I’m working on a bot that has to keep a consistent personality while talking about anything. What I have now is a bot that can be given a description of an environment, a description of which personality it should take, and the sentence that a human is asking to it. For now it is able to provide varied replies. The language it uses is not yet the sharpest possible but I think it’s fun to interact with.

A quick summary of what I did is that I trained a variant of the Transformer, loosely inspired by the Wizard of Wikipedia architecture, on the LIGHT dataset, since it was the closest to the needs of the project. To sample the probability distribution generated by the model at inference time, I use Top-p sampling since according to several metrics gives the most human like responses, which was as well my impression when I compared to other options. All that using basically TensorFlow. To share the result I wanted to have it quickly online, so I used Anvil for that.

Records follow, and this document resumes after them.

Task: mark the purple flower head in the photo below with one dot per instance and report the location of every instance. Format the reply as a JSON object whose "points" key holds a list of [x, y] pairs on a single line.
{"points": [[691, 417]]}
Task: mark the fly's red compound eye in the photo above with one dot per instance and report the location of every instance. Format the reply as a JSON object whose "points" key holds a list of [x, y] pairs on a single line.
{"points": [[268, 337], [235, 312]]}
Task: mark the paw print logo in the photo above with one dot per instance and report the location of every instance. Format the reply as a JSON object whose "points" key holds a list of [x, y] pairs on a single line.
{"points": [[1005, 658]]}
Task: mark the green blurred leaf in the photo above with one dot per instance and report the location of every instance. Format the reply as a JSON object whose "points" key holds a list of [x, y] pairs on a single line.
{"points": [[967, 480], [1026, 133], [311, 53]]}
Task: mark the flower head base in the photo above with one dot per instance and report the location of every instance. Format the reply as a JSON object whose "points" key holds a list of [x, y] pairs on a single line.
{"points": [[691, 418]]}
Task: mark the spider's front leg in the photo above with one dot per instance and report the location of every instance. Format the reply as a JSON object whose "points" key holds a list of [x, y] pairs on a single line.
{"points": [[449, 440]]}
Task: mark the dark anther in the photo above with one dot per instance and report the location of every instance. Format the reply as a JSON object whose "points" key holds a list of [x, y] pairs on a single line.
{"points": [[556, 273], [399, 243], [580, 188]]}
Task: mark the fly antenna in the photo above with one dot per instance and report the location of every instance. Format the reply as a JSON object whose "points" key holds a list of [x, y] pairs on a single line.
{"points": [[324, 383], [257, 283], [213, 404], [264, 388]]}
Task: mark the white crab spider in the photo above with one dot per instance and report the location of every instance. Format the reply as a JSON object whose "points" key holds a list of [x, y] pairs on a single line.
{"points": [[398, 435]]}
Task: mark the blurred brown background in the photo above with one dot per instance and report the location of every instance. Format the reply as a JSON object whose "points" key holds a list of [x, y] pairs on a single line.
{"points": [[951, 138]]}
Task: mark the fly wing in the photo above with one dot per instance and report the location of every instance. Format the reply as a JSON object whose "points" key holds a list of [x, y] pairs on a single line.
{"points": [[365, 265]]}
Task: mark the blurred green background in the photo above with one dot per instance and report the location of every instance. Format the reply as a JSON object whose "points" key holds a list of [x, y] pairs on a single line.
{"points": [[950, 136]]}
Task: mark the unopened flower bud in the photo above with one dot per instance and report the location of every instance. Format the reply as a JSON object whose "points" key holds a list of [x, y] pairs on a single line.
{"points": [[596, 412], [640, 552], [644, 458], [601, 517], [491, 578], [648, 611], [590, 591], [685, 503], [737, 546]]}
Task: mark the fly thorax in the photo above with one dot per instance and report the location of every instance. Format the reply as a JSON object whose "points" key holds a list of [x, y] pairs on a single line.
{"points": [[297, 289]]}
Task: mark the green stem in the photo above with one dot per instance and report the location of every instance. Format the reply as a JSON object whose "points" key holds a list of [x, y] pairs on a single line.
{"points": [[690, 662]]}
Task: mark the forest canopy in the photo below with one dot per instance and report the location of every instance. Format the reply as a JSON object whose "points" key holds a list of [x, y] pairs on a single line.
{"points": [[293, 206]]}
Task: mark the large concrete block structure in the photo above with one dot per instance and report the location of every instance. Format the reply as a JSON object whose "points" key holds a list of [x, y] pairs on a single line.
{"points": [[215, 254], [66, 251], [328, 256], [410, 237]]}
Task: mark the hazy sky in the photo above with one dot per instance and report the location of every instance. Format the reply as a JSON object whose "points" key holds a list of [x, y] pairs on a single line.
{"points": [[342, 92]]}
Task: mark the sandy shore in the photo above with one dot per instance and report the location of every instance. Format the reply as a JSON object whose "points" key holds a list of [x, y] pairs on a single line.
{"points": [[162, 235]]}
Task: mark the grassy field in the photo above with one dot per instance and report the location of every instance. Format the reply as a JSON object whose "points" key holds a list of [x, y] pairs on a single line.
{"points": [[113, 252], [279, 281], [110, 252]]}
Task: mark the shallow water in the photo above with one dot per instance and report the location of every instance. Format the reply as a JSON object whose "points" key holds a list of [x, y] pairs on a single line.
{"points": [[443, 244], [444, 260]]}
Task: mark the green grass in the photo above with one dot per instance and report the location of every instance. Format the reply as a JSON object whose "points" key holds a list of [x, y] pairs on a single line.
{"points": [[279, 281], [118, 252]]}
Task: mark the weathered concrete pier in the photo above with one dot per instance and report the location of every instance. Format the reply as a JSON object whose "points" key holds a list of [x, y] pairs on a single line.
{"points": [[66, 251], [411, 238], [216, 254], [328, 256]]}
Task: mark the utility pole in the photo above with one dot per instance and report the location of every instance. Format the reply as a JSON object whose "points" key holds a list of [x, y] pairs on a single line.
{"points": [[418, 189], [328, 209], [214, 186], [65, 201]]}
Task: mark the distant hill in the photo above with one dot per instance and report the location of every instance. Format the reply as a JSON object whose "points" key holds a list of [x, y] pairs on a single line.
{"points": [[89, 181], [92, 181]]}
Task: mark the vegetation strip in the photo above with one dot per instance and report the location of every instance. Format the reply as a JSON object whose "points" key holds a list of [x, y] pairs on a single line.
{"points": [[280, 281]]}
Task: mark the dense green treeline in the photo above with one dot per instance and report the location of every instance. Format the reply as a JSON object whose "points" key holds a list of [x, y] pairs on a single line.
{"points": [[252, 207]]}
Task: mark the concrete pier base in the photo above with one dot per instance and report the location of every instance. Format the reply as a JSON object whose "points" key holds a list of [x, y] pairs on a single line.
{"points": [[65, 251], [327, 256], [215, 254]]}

I made it produce as well an action to take and an emotion to show. It’s interesting that when the description of the persona is friendly, it tries to hug everything, while if the description is not that friendly, it tries to hit everything! Better versions will come!

Things I will eventually do are: use larger model, larger data to train, distill larger models pretrained on gigantic datasets, put it in the front end, faster inference, create a task that encourages the model to retrieve info from its persona, the past of the convo and the description of the environment.

Written on September 2, 2022